First Man has the goal of capturing the intensity and dangers (as well as wonder and beauty to a lesser extent) of space exploration—and it does a pretty good job at such.  The film utilizes a first-person perspective for multiple scenes, allowing the audience to see through the astronauts’s eyes as they prepare and experience the best and worst of space travel.  It becomes easy to start feeling the astronauts’s nerves as they stare through a small window with thousands of buttons, protocols, and calculations to remember as the countdown to launch begins or their spacecraft starts suddenly spinning out of control.  It’s quite the impressive feat of movie magic when one realizes these intense scenes come down to some actors sitting in chairs while light blinks, alarms go off and the camera shakes.

The shaky cam is best utilized during these space scenes.  The film goes so far as to risk getting the audience nauseous for the sake of conveying a small portion of what the astronauts experienced.  The shaky cam is worst utilized, however, during the astronauts’s personal life scenes.  Why, oh why the cinematographer felt it necessary to have the camera shake up a storm while a man is walking to his car is beyond me, but this and other similar scenes are absolutely ridiculous, annoying, and take away from when the shaky cam is properly used.  First Man also has this grainy look that often dulls the film’s color palette—possibly to give the film a more dramatic feel, though it really just makes it less appealing to look at (I would have thought the director of La La Land would know how effective some bright coloring can be).
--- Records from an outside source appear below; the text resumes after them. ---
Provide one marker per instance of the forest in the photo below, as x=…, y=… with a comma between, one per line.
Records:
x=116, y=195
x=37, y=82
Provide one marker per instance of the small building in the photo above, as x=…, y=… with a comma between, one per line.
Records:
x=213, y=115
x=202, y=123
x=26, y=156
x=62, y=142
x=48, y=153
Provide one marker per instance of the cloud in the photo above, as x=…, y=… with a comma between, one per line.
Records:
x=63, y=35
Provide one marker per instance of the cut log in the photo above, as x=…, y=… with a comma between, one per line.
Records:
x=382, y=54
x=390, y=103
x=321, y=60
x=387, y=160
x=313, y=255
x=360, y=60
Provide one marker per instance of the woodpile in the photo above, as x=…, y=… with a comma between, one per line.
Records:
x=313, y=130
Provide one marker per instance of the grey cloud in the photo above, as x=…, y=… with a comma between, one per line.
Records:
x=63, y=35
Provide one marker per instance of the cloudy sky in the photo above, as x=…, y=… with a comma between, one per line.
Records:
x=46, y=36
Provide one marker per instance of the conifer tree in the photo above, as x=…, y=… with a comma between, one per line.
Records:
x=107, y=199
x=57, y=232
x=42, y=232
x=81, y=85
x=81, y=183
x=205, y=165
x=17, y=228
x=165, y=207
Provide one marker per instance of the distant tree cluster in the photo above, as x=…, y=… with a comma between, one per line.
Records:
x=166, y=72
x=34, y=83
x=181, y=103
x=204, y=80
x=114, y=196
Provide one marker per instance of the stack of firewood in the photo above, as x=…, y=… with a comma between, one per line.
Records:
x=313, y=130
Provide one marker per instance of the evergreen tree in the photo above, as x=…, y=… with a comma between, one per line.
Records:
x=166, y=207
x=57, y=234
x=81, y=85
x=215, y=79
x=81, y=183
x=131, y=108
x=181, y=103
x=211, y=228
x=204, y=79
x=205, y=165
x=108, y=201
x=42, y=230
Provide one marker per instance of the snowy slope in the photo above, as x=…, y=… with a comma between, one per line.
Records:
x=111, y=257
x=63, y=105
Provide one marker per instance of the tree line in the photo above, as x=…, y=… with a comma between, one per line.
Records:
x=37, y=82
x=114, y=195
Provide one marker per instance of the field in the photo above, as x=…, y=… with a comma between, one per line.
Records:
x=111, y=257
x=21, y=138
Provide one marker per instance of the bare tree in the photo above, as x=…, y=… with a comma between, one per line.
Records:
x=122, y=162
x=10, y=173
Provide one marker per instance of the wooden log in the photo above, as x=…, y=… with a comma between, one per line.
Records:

The scenes where First Man explores the astronauts’s personal lives are fairly generic.  The characters aren’t anything new and their conversations are lackluster.  The acting is solid—Claire Foy delivers a rather effective, albeit Oscar-bait-y performance—their characters just offer nothing new, innovative or refreshing to the table.  I really wish First Man hadn’t spent so much time on these scenes as they drag the film on.  If some of these scenes were cut, the runtime was reduced by about twenty minutes, the shaky cam used only for the space-focused scenes, and the film ended at its emotional, wonderous climax with the astronauts on the moon, First Man could have been a really good film.  Where it stands, however, First Man is a decent Oscar-bait drama with some potent space-related scenes pulled down to Earth by banal telling of these astronauts’s lives.